The influence of different foods and social odours on the behaviour of seven predator species—stoats, ferrets and weasels, Norway, ship and kiore/Pacific rats, and feral cats—will be tested. Potential compounds will then be identified and tested, including blends of promising compounds. Proven compounds will be evaluated in field trials with partner groups using a range of traps, tracking tunnels and emerging ‘smart’ monitoring devices capable of working remotely.
DOC’s Tools to Market programme will invest $1.4 million in the lures over three years.
The project builds on the researcher’s previous successful development of a long-life lure for rats - a world-first for a mammal - previously funded by DOC. These lures, developed at Victoria University of Wellington, are currently being commercialised by Wellington UniVentures.

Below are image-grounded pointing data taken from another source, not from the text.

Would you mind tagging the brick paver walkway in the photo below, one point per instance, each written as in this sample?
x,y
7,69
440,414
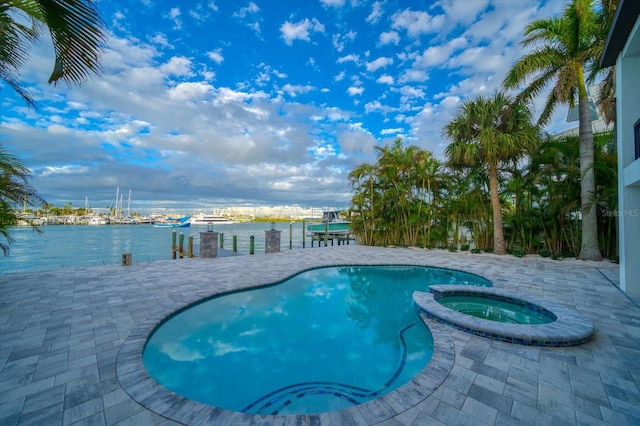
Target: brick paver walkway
x,y
62,331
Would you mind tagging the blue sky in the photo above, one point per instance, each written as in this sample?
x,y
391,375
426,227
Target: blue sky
x,y
245,103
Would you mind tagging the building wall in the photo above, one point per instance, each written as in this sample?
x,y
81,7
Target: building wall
x,y
628,112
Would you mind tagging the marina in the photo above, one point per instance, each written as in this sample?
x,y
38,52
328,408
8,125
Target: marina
x,y
80,246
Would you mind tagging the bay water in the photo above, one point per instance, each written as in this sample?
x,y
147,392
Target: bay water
x,y
64,246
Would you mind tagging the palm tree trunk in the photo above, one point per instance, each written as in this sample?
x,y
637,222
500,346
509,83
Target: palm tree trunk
x,y
498,233
589,249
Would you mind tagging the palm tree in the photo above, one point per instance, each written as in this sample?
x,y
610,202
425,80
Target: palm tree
x,y
76,30
564,46
486,132
15,190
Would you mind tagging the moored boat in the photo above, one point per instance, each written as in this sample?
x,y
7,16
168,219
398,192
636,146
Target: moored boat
x,y
209,219
331,223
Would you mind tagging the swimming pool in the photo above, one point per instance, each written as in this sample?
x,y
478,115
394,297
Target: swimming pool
x,y
322,340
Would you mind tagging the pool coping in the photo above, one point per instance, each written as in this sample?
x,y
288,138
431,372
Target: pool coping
x,y
569,329
136,382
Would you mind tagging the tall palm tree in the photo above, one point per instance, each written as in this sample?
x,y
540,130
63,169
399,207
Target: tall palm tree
x,y
564,46
15,190
606,95
76,29
488,131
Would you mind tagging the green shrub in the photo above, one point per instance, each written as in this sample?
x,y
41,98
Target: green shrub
x,y
544,253
518,253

The lure joins a proposal funded earlier this year to test the capability of a specially designed drone to apply cereal baits for predator control. Another proposal for funding is still under consideration.
“This Government is supporting the research sector and innovative companies to develop break-through technologies, which can then be brought to market, to help restore our indigenous biodiversity.”
The Government initially allocated the Tools to Market programme $700,000 per year over four years. Budget 2018 committed an extra $700,000 over four years (total $5.6 million).
DOC received 56 applications for the current Tools to Market funding round after a call for registrations of interest in May 2019.
Five projects have previously been funded through Tools to Market in 2017 and 2018 and are in development including a long-life rat lure and PAWS® pest identification sensor pad.